Perhaps Star Wars cartoons and shows are divided into the Preludes — those dealing with the events before the Empire — and Interludes — those focusing on events during the Empire. Maybe some of these shows happen after the Prequels in real-time and others during the 80s and 90s. This is all you have to go on so far.

But everyone wants to know what happens next. They want to know what Luke and Leia do after the Empire falls. They have only had their appetite whet with the Clone Wars and the origins of the Empire. They want more.

And then, after 2005, ten years later after more shows and merchandising — and perhaps with the aid of Disney’s resources — we have: the Sequel Trilogy. The New Trilogy.

Of course, many people might have their own alternate ideal Star Wars watching timeline.
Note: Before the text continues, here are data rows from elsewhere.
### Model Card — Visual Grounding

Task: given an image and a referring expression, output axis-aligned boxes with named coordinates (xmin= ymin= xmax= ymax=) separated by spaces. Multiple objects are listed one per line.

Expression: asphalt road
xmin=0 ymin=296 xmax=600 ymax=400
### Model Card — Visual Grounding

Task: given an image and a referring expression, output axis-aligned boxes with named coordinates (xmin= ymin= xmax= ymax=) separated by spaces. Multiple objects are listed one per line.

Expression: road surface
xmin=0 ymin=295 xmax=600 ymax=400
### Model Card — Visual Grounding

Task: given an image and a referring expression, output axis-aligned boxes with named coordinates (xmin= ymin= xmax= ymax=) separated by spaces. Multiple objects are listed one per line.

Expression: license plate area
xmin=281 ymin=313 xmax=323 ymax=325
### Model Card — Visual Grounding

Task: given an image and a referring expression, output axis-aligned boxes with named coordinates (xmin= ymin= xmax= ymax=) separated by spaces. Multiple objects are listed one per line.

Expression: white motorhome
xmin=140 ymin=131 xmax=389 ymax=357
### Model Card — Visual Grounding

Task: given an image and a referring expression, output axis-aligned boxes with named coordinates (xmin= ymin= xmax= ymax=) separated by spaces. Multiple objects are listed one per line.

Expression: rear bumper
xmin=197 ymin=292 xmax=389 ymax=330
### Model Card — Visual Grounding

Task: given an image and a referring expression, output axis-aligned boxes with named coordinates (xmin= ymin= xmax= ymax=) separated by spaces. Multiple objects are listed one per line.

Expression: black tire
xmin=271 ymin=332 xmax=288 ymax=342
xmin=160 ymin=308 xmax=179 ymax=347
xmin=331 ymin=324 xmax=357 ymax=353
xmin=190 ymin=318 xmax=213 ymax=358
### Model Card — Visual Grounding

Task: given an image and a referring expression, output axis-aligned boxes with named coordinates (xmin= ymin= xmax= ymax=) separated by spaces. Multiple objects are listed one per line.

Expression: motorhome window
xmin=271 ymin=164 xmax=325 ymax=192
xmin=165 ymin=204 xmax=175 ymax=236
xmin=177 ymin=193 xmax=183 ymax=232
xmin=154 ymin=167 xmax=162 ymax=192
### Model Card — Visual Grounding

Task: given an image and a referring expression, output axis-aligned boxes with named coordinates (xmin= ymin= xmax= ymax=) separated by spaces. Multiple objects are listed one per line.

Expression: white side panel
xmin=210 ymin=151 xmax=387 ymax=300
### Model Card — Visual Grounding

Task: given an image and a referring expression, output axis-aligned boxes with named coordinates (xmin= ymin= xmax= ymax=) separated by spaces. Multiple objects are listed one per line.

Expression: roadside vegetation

Maybe there were no Clone Wars or Prequels. Perhaps the Sequel Trilogy happened right away. But there is something else to consider and it took me a while to personally understand and accept this.

It was Tony Pacitti in his pop culture memoir My Best Friend is a Wookiee that made me consider it. Perhaps one day, if not right now, there will be a new generation of children born. These children might watch The Phantom Menace and Attack of The Clones. Then they might watch The Clone Wars. Then Revenge of The Sith. Then the Old Trilogy. And the New Trilogy. They will see all the standalone films. And right now, it is all open to them. It isn’t perfect and there are gaps and questions, but they have mysteries to explore and wonder to consume.

It would be like us discovering the magic of Star Wars for the first time and their experiences would be different but similar to our own. They have so much more to see and know. They get to do what we can only dream of doing: living a life of imagination inundated by a variety of Star Wars: decades of Star Wars. And no matter way you look at it, this will be their first step into a much larger world.